Using the Relative platform, we also identified that ‘damage’ was also 2.4x more likely to appear in the social data – both in the context of ‘damage control’ and ‘reputation damage’.
One tweeter described “Facebook pulling the good ol’ trick of rebranding as damage control” – there was a clear strand of scepticism running through industry professionals’ tweets.
“#fb rebranding to Meta… Efforts on damage control after being exposed. yikes!”
The future of rebranding?
While not all of the conversation was positive, the rebrand clearly had a big impact on industry professionals. Through our text analysis platform, we identified that tweeters were discussing the far-reaching implications of the rebrand.
The word ‘future’ overindexed 8.1x against standard English in the social data, as tweeters spoke about what the Meta rebrand could mean for their industries. Some suggested that Meta was “concept squatting” on the idea of the metaverse early, to try and stake a claim on a piece of the virtual world before anyone else. Others asked if the metaverse was the future of branding.
“the Facebook/ meta rebrand has focused a lot of attention on branding in the metaverse. is that the future of branding?”
Conversations over time
Using these insights, we identified three key themes that we wanted to examine – the idea of the rebrand lacking legitimacy, Meta rebranding as damage control and general themes of dislike and negativity.
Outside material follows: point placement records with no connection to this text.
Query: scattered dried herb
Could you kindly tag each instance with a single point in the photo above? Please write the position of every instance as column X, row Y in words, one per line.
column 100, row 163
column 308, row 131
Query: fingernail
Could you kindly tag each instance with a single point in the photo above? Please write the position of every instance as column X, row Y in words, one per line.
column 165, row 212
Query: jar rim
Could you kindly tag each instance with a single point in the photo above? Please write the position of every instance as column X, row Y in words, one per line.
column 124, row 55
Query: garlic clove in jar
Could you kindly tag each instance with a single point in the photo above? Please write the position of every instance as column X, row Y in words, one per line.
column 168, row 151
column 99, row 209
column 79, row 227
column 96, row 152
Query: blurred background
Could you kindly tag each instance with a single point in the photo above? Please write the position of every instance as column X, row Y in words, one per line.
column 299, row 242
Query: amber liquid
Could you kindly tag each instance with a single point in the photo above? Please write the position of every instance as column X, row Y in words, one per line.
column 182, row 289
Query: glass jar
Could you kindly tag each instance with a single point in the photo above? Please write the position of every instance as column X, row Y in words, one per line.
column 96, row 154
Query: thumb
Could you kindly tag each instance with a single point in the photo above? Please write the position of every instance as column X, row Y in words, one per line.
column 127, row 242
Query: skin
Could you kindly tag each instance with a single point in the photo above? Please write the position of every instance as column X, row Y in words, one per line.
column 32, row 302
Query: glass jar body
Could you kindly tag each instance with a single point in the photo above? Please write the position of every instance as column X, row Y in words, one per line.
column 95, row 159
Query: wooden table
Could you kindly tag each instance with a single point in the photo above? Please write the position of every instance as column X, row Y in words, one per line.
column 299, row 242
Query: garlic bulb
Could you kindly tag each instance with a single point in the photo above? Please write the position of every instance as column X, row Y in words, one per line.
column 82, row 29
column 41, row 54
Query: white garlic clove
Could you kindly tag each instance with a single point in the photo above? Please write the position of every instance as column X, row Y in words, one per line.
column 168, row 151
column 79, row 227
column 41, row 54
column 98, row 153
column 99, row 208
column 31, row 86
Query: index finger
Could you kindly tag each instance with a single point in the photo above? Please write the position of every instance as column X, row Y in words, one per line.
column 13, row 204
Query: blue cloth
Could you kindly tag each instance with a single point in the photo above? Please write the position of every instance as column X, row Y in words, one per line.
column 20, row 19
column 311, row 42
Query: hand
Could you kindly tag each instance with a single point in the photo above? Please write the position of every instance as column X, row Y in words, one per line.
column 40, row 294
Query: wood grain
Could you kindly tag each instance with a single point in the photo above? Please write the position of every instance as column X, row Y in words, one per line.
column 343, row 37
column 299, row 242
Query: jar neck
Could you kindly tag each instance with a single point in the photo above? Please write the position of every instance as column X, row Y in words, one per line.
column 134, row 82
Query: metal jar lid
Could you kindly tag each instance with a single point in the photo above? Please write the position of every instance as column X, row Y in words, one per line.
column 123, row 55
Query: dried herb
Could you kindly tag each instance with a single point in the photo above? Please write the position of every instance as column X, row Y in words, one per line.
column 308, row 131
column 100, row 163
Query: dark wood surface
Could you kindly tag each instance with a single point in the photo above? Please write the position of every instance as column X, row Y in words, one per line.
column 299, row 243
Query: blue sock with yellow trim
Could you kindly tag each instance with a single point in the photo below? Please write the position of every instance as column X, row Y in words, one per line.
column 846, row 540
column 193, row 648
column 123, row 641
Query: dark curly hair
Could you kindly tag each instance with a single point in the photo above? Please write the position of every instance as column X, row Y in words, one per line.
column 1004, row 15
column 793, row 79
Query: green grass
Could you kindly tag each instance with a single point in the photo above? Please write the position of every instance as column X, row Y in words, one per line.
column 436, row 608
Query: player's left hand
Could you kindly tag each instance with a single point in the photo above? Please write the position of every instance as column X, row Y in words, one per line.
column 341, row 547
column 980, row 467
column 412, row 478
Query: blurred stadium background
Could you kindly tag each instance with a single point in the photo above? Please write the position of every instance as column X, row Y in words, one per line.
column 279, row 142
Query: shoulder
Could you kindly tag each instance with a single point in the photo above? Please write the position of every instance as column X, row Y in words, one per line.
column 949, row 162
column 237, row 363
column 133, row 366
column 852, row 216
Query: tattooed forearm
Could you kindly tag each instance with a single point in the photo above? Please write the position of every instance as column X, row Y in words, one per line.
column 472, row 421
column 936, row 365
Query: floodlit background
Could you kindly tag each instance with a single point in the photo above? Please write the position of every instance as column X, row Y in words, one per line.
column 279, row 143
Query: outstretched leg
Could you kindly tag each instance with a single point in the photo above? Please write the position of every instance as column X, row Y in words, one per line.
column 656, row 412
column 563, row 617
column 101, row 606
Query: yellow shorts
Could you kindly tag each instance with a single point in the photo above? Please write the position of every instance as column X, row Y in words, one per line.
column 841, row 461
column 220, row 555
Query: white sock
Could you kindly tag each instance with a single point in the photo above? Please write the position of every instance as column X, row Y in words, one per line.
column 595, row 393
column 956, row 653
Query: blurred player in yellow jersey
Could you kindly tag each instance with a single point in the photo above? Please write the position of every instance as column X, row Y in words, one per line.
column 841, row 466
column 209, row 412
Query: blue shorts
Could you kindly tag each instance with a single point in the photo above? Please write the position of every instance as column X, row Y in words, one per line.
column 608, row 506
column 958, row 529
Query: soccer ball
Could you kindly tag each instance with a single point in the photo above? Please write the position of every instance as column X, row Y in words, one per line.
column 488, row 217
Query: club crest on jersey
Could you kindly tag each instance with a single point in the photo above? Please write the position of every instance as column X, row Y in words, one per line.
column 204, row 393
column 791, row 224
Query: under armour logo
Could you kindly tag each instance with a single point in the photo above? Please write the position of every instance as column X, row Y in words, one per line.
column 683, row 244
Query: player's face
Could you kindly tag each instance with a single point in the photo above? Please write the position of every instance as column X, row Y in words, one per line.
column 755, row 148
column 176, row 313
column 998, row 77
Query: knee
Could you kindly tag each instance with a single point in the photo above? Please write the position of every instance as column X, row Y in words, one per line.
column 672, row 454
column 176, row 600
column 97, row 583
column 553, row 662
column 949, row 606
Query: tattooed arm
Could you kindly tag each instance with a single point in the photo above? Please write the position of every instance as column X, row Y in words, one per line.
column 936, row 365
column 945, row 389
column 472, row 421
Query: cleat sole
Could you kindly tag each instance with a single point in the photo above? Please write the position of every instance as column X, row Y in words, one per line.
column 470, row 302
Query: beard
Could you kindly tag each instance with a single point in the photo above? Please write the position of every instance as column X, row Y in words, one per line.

We input these themes into Relative Insight Heartbeat, a tool which can visualise text data over a period of time, to see if any changes had occurred in these themes since the rebrand.
Conversations around the ‘rebrand as damage control’ were at their highest immediately after the rebrand, in October and November. However, they spiked again in February after news broke that Meta might need to suspend its services in Europe, as it claimed it couldn’t stop transferring data to the USA.
The rebrand ‘lacking legitimacy’, tracking the inauthenticity perceived by tweeters, peaked between January and March, as Meta was ordered to sell Giphy by regulators in the UK, then as Meta apps were banned in Russia.
Language around ‘dislike and negativity’ towards the rebrand first spiked in January 2022 in line with a string of negative media stories around Meta apps, before tapering off. When the company’s COO stepped down and it announced a fall in users for the first time, conversations around this theme increased considerably.
Rebrand and rebound?
Meta’s rebrand has given the industry a lot to chew over – our platform analysed almost 23,000 words when conducting our comparison.
While industry tweeters are yet to be completely won over by the rebrand, the fall in negative conversation in April shown by the Heartbeat chart suggests that they may be learning to live with it.